当前位置:网站首页>Interpretation of deepsort source code (VII)
Interpretation of deepsort source code (VII)
2022-07-27 07:05:00 【Delin enbao】
Catalog
deepsort Principle and analysis summary
tracker.py
# vim: expandtab:ts=4:sw=4
from __future__ import absolute_import
import numpy as np
from . import kalman_filter
from . import linear_assignment
from . import iou_matching
from .track import Track
class Tracker:
"""
This is the multi-target tracker.
Parameters
----------
metric : nn_matching.NearestNeighborDistanceMetric
A distance metric for measurement-to-track association.
max_age : int
Maximum number of missed misses before a track is deleted.
n_init : int
Number of consecutive detections before the track is confirmed.

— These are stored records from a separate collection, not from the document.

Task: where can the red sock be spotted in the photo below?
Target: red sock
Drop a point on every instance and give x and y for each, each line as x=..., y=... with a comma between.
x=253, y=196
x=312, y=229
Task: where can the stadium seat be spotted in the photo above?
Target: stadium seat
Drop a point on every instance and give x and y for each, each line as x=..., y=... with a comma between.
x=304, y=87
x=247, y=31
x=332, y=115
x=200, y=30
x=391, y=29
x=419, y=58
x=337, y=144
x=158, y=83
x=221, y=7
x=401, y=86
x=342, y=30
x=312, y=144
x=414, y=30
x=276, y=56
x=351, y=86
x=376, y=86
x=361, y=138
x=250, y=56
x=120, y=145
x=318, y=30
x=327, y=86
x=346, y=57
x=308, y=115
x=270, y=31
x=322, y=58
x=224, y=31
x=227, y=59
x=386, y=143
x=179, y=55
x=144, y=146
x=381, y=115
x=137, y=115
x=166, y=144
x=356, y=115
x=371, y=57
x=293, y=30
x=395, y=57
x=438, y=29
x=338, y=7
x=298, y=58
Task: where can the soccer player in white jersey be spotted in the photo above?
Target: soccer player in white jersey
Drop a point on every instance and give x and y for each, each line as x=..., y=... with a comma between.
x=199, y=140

The
track state is set to `Deleted` if a miss occurs within the first
`n_init` frames.
Attributes
----------
metric : nn_matching.NearestNeighborDistanceMetric
The distance metric used for measurement to track association.
max_age : int
Maximum number of missed misses before a track is deleted.
n_init : int
Number of frames that a track remains in initialization phase.
kf : kalman_filter.KalmanFilter
A Kalman filter to filter target trajectories in image space.
tracks : List[Track]
The list of active tracks at the current time step.
"""
def __init__(self, metric, max_iou_distance=0.7, max_age=30, n_init=3):
# metric Is a class , Used to calculate the distance ( Cosine distance or Mahalanobis distance )
self.metric = metric
# iou Maximum value when matching
self.max_iou_distance = max_iou_distance
# Unmatched track Maximum mismatch times , That is, directly specify cascading matching cascade_depth Parameters
self.max_age = max_age
# from unconfirmed track To confirmed track The minimum number of matches
self.n_init = n_init
# Kalman filter
self.kf = kalman_filter.KalmanFilter()
# Save a series of tracks
self.tracks = []
# Next assigned track id
self._next_id = 1
def predict(self):
"""Propagate track state distributions one time step forward.
This function should be called once every time step, before `update`.
"""
# First frame ,tracks It's empty , Do not execute forecast
for track in self.tracks:
track.predict(self.kf)
def update(self, detections):
"""Perform measurement update and track management.
Parameters
----------
detections : List[deep_sort.detection.Detection]
A list of detections at the current time step.
"""
# Run matching cascade.
matches, unmatched_tracks, unmatched_detections = \
self._match(detections)
# Update track set.
# For the result of matching , to update track
for track_idx, detection_idx in matches:
self.tracks[track_idx].update(
self.kf, detections[detection_idx])
# For unmatched track, call mark_missed marked
for track_idx in unmatched_tracks:
self.tracks[track_idx].mark_missed()
# For unmatched detection, Set up new track And initialize , Put in track list
for detection_idx in unmatched_detections:
self._initiate_track(detections[detection_idx])
# Traverse to get the latest tracks list , What is kept is confirmed And unconfirmed State of tracks
# contain detection New track
self.tracks = [t for t in self.tracks if not t.is_deleted()]
# Update distance metric.
# Get all confirmed State of track id
active_targets = [t.track_id for t in self.tracks if t.is_confirmed()]
features, targets = [], []
for track in self.tracks:
if not track.is_confirmed():
continue
features += track.features
targets += [track.track_id for _ in track.features]
track.features = []
self.metric.partial_fit(
np.asarray(features), np.asarray(targets), active_targets)
# Firstly, the Mahalanobis distance based on appearance information is calculated tracks and detections The cost matrix of ,
# Then cascade matching and IOU matching , Finally, all matching pairs of the current frame are obtained 、 Unmatched tracks And unmatched detections
def _match(self, detections):
# track For all track
# dets by detections
# track_indices by
def gated_metric(tracks, dets, track_indices, detection_indices):
# Characteristics of all tested objects
features = np.array([dets[i].feature for i in detection_indices])
# Tracking object id
targets = np.array([tracks[i].track_id for i in track_indices])
# What is returned here is the cost matrix calculated using cosine distance
cost_matrix = self.metric.distance(features, targets)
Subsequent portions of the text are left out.